И, бросившись к Арсене, он отстегнул непокорную булавку; хламида упала к ногам прекрасной гречанки.

— Вот так! — со вздохом произнес молодой человек.

— Но неужели, по-вашему, тигровая шкура подходит к этому длинному муслиновому пеплуму? — спросила Арсена. — А я вот думаю иначе, да и о н хочет видеть настоящую вакханку, не такую, каких можно увидеть на сцене, а такую, каковы они на картинах братьев Карраччи или же Альбани.

— Но на картинах братьев Карраччи и Альбани вакханки обнаженные! — воскликнул Гофман.

— Ну что ж! Такой они хочет меня видеть, но только в тигровой шкуре, в которую вы меня задрапируете по своему усмотрению, — это уж ваше дело.

Сказавши это, она развязала ленту, опоясывавшую ее талию, отстегнула аграф у ворота, и пеплум заскользил по ее прекрасному телу, и оно обнажалось по мере того, как он спускался с плеч к ногам.

— О! Это не смертная, это богиня! — произнес Гофман, опускаясь на колени.

Арсена отшвырнула ногой хламиду и пеплум.

— Ну, — сказала она, беря тигровую шкуру, — а что мы сделаем вот с этим? Да помогите же мне, гражданин художник, я не привыкла одеваться без посторонней помощи!

Наивная танцовщица называла это «одеваться».

Опьяненный, ослепленный, Гофман, шатаясь, подошел к ней, взял тигровую шкуру, с помощью золотых когтей укрепил ее на плече вакханки, попросил ее сесть или, вернее, лечь на ложе, покрытое красным кашемиром, и она стала бы похожа на изваяние из паросского мрамора, если бы дыхание не вздымало ее грудь, если бы улыбка не приоткрывала ее губы.

— Так хорошо? — спросила она, охватывая голову рукой, беря гроздь винограда и делая вид, что прижимает ее к губам.

— О да, вы прекрасны, прекрасны, прекрасны! — прошептал Гофман.

Но влюбленный взял верх над художником; он упал на колени и быстрым, как мысль, движением схватил руку Арсены и покрыл ее поцелуями.

Арсена отдернула руку скорее с удивлением, нежели с гневом.

— Ну-ну! Что вы делаете? — спросила она молодого человека.

Вопрос был задан таким спокойным и таким холодным тоном, что Гофман, схватившись за голову, отпрянул.

— Ничего, ничего, — пролепетал он, — простите, я схожу с ума.

— Оно и видно, — заметила танцовщица.

— Скажите, — воскликнул Гофман, — зачем вы позвали меня?

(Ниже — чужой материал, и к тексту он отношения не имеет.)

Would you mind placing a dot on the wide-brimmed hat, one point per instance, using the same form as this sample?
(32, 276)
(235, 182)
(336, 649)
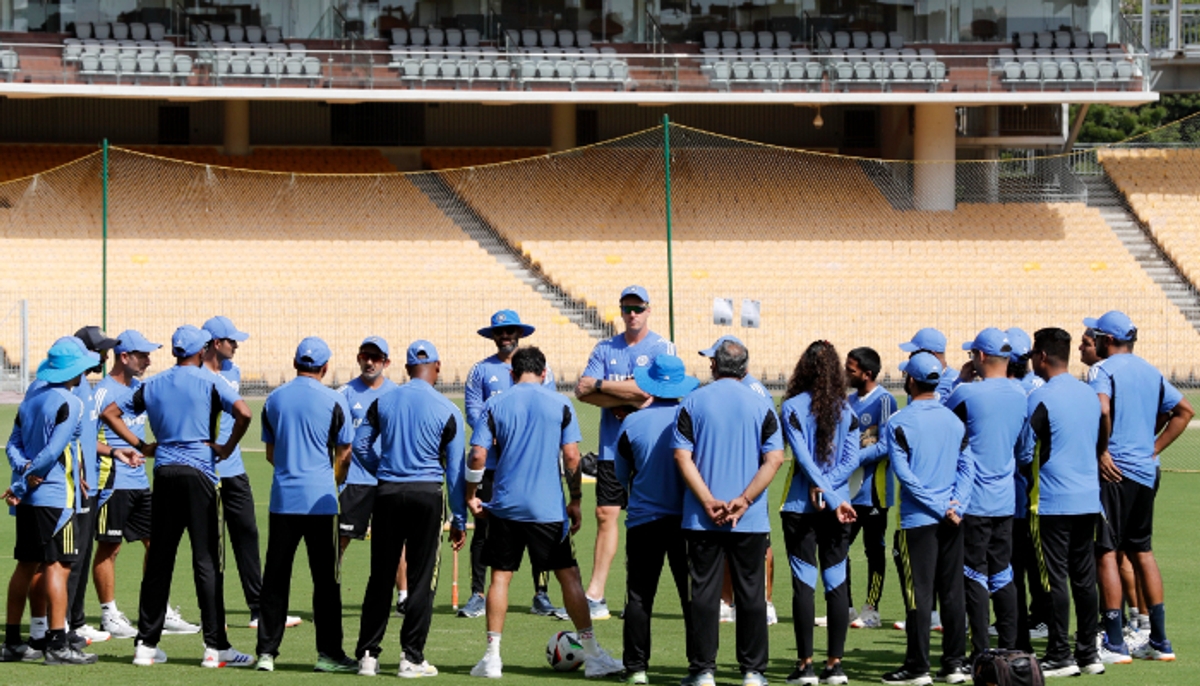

Говорите, говорите!

— Да затем, чтобы вы написали мой портрет, зачем же еще?

— О да, да, вы правы, — отвечал Гофман, — затем, чтобы я написал ваш портрет, зачем же еще?

Получив жестокий удар по самолюбию, Гофман натянул холст на мольберт, взял палитру, краски и начал набрасывать опьяняющую картину, которая была у него перед глазами.

Но художник переоценил свои силы: увидев, что сладострастная натурщица дышит огнем не только здесь, подле него, но и отражается в тысяче зеркал будуара, увидев, что рядом с ним не одна Эригона, а десять вакханок, увидев, как в каждом зеркале отражается эта опьяняющая улыбка, волнение этой груди, которую золотой коготь пантеры скрывал лишь наполовину, он почувствовал: то, что от него требовалось, превышало силы человеческие; отшвырнув палитру и кисти, он бросился к прекрасной вакханке и запечатлел на ее плече поцелуй, в котором было столько же ярости, сколько любви.

В то же мгновение дверь отворилась, и нимфа Эвхариса ворвалась в будуар с криком:

— Он! Он! Он!

И прежде чем Гофман успел прийти в себя, обе женщины вытолкали его из будуара, дверь за ним закрылась, и, на сей раз и впрямь обезумев от любви, ярости и ревности, он, шатаясь, прошел через гостиную, скорее скатился, нежели спустился по лестнице и, сам не зная как, очутился на улице, оставив в будуаре Арсены не только кисти, ящик с красками и палитру, — что было бы еще не так уж страшно, — но и шляпу, а это могло привести к большой беде.